I am very lucky that I have a large supply of many wonderful friends. I have friends I work out with. I have friends I go out to dinner with. I have some faraway friends and many who live nearby. I have friends through blogging, through work, from high school (and middle/elementary school) and college…
I would say I am pretty good at making friends.
However, there is one friend making method I just totally fail at: forced friend making situations. I'm not sure why this is. Is it because I prefer to take my time getting to know someone? Is it because I just find those kind of situations awkward? Is it the pressure of "we must be friends!"?
I first discovered how bad I was at this in college. Before that, I just kind of made friends in classes or through friends of friends, and never gave it much thought. Then I went to college. I immediately befriended my roommate and a few others from my dorm. But, at BC it was a big thing to go on weekend retreats and become OMG BESTIES with everyone you went with. So I thought I'd give it a try. I'm sure you can imagine how that went. Then I tried doing some volunteer things to make friends… again, nope. It seems the more I TRY to make friends, the less I actually do.
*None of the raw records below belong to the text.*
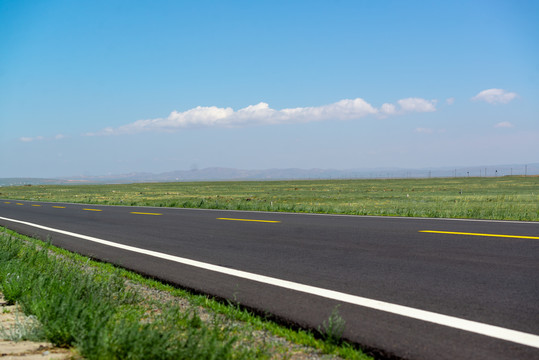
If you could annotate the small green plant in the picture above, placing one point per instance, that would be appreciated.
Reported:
(333, 329)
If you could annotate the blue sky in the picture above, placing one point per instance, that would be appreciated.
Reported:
(100, 87)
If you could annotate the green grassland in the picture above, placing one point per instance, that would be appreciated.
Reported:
(501, 198)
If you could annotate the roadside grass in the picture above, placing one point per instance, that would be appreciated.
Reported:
(105, 312)
(497, 198)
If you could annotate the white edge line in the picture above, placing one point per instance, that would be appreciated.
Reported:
(440, 319)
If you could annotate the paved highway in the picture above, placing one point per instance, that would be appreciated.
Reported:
(406, 287)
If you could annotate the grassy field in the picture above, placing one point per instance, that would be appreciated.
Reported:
(104, 312)
(502, 198)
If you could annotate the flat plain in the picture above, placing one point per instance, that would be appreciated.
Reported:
(495, 198)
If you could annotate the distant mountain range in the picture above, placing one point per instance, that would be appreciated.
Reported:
(223, 174)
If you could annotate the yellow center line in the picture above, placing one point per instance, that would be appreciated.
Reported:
(270, 221)
(478, 234)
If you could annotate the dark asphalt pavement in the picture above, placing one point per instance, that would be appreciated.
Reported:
(486, 279)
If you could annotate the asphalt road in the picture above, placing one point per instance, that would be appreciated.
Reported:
(465, 289)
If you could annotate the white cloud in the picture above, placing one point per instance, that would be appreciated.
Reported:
(504, 124)
(424, 130)
(30, 139)
(262, 114)
(495, 96)
(388, 109)
(417, 105)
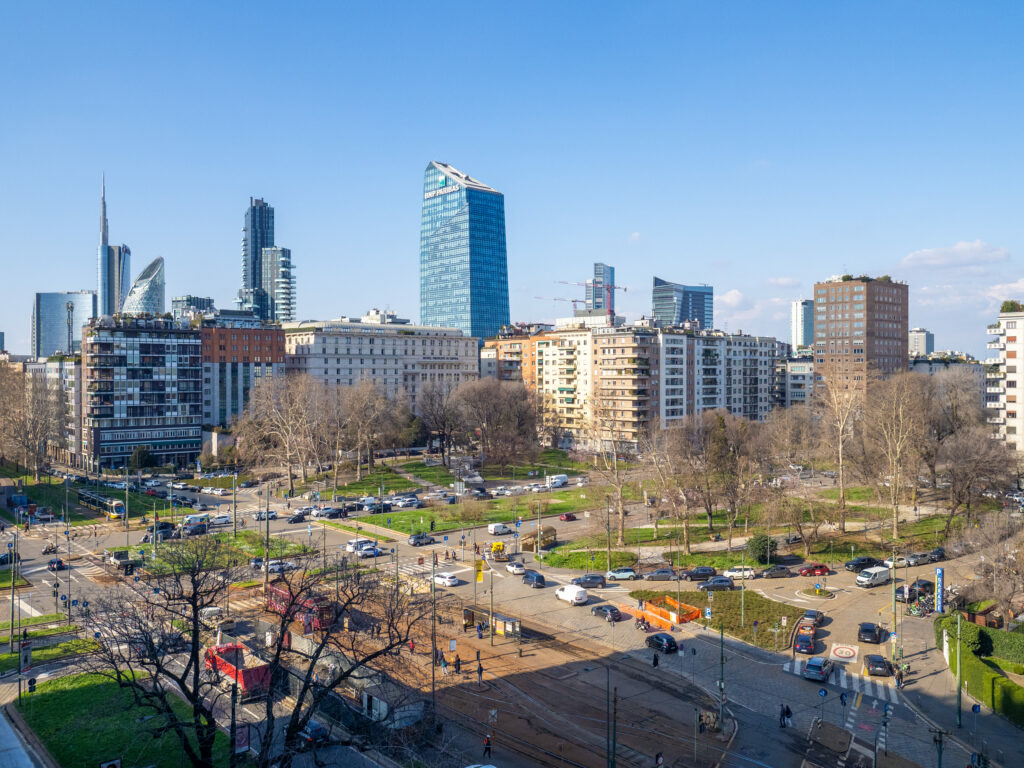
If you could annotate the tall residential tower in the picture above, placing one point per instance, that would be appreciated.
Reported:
(463, 259)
I bring this up now because I am obviously in a new "phase" of my life. At first I thought, I really don't need any more friends, especially because several of my current friends are having babies right now anyway. But then, week 1 of maternity leave went by and I'm like I NEED MORE FRIENDS (specifically stay at home mom friends). So, I decided I'd start going to a moms group and see if I could make friends that way. I blame sleep deprivation for this temporary lapse in judgement.
So, I've been to this moms group twice. There are some great people there, and some completely ridiculous/weird people there. I handle the structured part well- the guest speaker and the check in, but then when it is time to just mingle, I find myself feeling super awkward. I fiddle with Max's car seat straps to avoid eye contact. I glance at the clock to see when would be an appropriate time to leave. I try to make small talk, but… I hate small talk, and small talk about babies is a special kind of torture. I love Max, but he has not increased my excitement about poop and sleep schedules (unless you know a way to get him to sleep longer at night, then I'm all ears).
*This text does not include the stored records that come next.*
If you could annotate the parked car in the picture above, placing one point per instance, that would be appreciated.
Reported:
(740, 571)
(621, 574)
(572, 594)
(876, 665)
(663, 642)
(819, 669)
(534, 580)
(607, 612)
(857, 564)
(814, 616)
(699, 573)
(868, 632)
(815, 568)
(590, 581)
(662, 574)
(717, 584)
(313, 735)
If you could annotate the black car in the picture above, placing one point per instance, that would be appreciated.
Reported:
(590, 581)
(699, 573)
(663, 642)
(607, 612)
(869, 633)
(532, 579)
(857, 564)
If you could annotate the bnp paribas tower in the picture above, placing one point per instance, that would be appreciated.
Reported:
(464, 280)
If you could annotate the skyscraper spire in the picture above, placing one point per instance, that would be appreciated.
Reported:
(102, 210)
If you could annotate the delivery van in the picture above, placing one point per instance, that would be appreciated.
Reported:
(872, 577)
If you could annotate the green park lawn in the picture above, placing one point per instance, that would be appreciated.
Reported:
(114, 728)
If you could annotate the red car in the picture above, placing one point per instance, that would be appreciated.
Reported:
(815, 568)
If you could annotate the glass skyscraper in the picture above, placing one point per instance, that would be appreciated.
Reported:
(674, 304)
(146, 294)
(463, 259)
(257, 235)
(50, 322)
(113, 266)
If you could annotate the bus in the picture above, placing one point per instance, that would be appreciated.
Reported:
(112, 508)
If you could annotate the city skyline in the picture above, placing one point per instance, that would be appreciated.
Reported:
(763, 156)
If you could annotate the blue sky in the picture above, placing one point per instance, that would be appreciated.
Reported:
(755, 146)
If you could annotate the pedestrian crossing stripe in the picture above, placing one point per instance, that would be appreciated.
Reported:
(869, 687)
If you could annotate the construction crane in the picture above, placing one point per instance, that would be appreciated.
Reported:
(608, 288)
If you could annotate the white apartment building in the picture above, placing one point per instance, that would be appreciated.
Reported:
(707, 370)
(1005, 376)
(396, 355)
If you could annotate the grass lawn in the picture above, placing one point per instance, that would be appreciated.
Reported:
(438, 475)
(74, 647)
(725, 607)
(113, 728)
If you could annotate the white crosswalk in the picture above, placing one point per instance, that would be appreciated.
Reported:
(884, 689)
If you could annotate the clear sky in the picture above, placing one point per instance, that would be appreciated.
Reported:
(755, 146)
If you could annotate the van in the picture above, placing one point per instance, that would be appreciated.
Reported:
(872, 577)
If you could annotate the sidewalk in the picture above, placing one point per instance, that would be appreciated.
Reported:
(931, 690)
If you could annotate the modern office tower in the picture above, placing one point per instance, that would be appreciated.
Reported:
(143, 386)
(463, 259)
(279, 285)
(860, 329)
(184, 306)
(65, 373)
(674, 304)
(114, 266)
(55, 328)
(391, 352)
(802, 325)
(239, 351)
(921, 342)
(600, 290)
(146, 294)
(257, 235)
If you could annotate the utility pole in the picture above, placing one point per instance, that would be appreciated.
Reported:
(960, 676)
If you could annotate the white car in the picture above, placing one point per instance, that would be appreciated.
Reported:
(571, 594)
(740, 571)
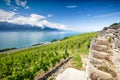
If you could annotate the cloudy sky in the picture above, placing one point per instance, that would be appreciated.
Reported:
(78, 15)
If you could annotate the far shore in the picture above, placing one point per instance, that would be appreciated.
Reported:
(23, 48)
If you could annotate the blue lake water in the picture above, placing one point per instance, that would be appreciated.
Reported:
(25, 39)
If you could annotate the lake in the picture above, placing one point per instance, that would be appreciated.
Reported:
(26, 39)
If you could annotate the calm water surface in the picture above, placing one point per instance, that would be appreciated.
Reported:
(25, 39)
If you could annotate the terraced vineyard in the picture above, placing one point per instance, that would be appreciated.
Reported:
(25, 64)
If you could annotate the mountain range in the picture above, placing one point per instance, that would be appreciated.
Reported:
(6, 26)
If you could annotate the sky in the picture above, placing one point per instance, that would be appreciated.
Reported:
(76, 15)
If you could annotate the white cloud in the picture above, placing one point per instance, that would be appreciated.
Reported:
(22, 3)
(32, 19)
(71, 6)
(107, 15)
(8, 2)
(50, 15)
(4, 15)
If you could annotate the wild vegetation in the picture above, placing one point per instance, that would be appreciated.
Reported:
(25, 64)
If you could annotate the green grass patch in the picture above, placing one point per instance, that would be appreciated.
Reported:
(25, 64)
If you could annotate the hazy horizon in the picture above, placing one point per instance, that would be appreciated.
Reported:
(76, 15)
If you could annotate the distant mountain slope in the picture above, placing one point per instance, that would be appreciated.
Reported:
(5, 26)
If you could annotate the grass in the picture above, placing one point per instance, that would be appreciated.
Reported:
(27, 63)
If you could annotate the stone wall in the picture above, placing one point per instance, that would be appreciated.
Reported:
(104, 56)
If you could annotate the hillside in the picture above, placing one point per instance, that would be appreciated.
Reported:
(27, 63)
(6, 26)
(104, 58)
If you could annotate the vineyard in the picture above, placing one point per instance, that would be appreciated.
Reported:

I know I could continue to go every week and give it more of a chance, and maybe I will. But in the end I know myself, I will not make friends this way. Let's be honest, I only have 7 weeks left of maternity leave and then the last thing I will need is stay at home mom friends, so it really doesn't matter. Yesterday I had lunch with one of Eric's friend's wives who is also on maternity leave. It was super fun and I didn't need to fiddle with the car seat or glance at the clock even once.
How do you make friends? Are you the type that can go on a weekend trip and come back as best friends?